The positioning of the navigation to reach Discover and the speed with which Discover videos are replaced is important: users must go out of their way to view the videos by clicking on a button, and they know that they’ll never be more than one day old (and, thus, fans of the service are enticed to use the app each day, even if they’re not sending or receiving snaps). With Discover, Snapchat has essentially built an opt-in content channel, and its intentions have always been clear: to monetize that channel with ads.
Snapchat started selling ads – promoted snaps and placements in the Our Stories feed, at a reported daily rate of $750k – late last year, but Discover is different: it’s curated, professional-quality video content. Because of this, publishers on the service have been able to command princely sums for running ads in their videos; Re/Code reports that some publishers have seen ad rates of $0.10 per view on between 500k and 1MM daily impressions, or between $50 and $100 CPMs. These numbers are significantly higher than the average mobile CPM rate, and Snapchat is taking a large cut of the ad revenue: if a publisher books the placements directly, it receives 70% of the revenue, but if the placement is booked by Snapchat, it only receives 50%.
The massive premium that brands are willing to pay for ads on Snapchat Discover and the success Snapchat (and its publishing partners) have experienced in selling placements thus far surfaces an interesting question: with Discover, has Snapchat ushered in a watershed moment for brands on mobile? Or, put another way: is Snapchat Discover the type of ad format that will finally bring appreciable brand money to mobile?
Ad spending on mobile has increased rapidly over the past two years and is expected to continue to do so for the foreseeable future, with total spend estimated at $42BN in 2018 according to Business Insider, for a 5-year CAGR of 43%. But brand spending has largely been absent from that trend, with most mobile ad spending being made on direct-response mobile app install ads, especially for mobile games.
The reason brand money hasn’t yet infiltrated the mobile advertising ecosystem is most likely due to the fact that the entire infrastructure of mobile advertising was built for promoting apps within other apps, and those standard formats – interstitials, banners, and incentivized videos – are not compatible with brand advertising (and generally perform very poorly, even for mobile app installs). The industry has been trending toward native ads and other more interactive, contextual formats for a while, but these changes have been gradual, with many publishers being slow to warm to formats that take more consideration and effort to implement into their apps (which are, again, mostly mobile games) than the dominant mobile ad formats. This has created a vicious cycle of low volumes of available impressions for native ad formats.

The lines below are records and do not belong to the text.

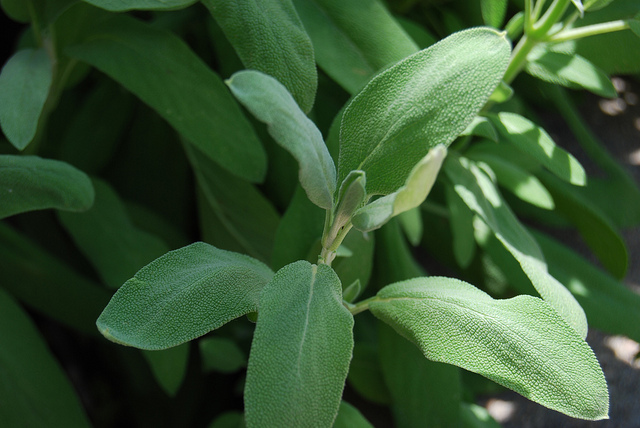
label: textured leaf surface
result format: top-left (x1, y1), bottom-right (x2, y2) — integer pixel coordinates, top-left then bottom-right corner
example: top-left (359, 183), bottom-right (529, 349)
top-left (67, 16), bottom-right (266, 182)
top-left (203, 0), bottom-right (318, 113)
top-left (369, 277), bottom-right (609, 420)
top-left (0, 289), bottom-right (91, 428)
top-left (445, 158), bottom-right (587, 337)
top-left (0, 155), bottom-right (94, 218)
top-left (293, 0), bottom-right (418, 94)
top-left (0, 48), bottom-right (53, 150)
top-left (227, 70), bottom-right (336, 209)
top-left (490, 112), bottom-right (587, 186)
top-left (245, 261), bottom-right (353, 427)
top-left (97, 242), bottom-right (273, 350)
top-left (338, 28), bottom-right (511, 195)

With Discover, Snapchat may have accomplished two important things:
- It may have convinced publishers that native ads are worth integrating deeply into their apps, based on the CPMs it is commanding. By showcasing the “build it and they will come” nature of brand advertising revenue for high quality, interactive placements on mobile, Snapchat may end the chicken-and-the-egg impasse keeping native ads from becoming the dominant mobile format.
- It may have convinced brands that they should begin pursuing mobile more aggressively, which could accelerate the speed with which developers (and ad networks) shift to native formats.
It will be hard for mobile publishers hosting generic, incentivized video ads to see the $100 CPM revenues of publishers on Discover and simply ignore them. Snapchat’s Discover product could very well be the motivation that developers and mobile ad networks needed to pursue rich media, native placements in earnest – which could lay the foundation for a surge in brand spending on mobile.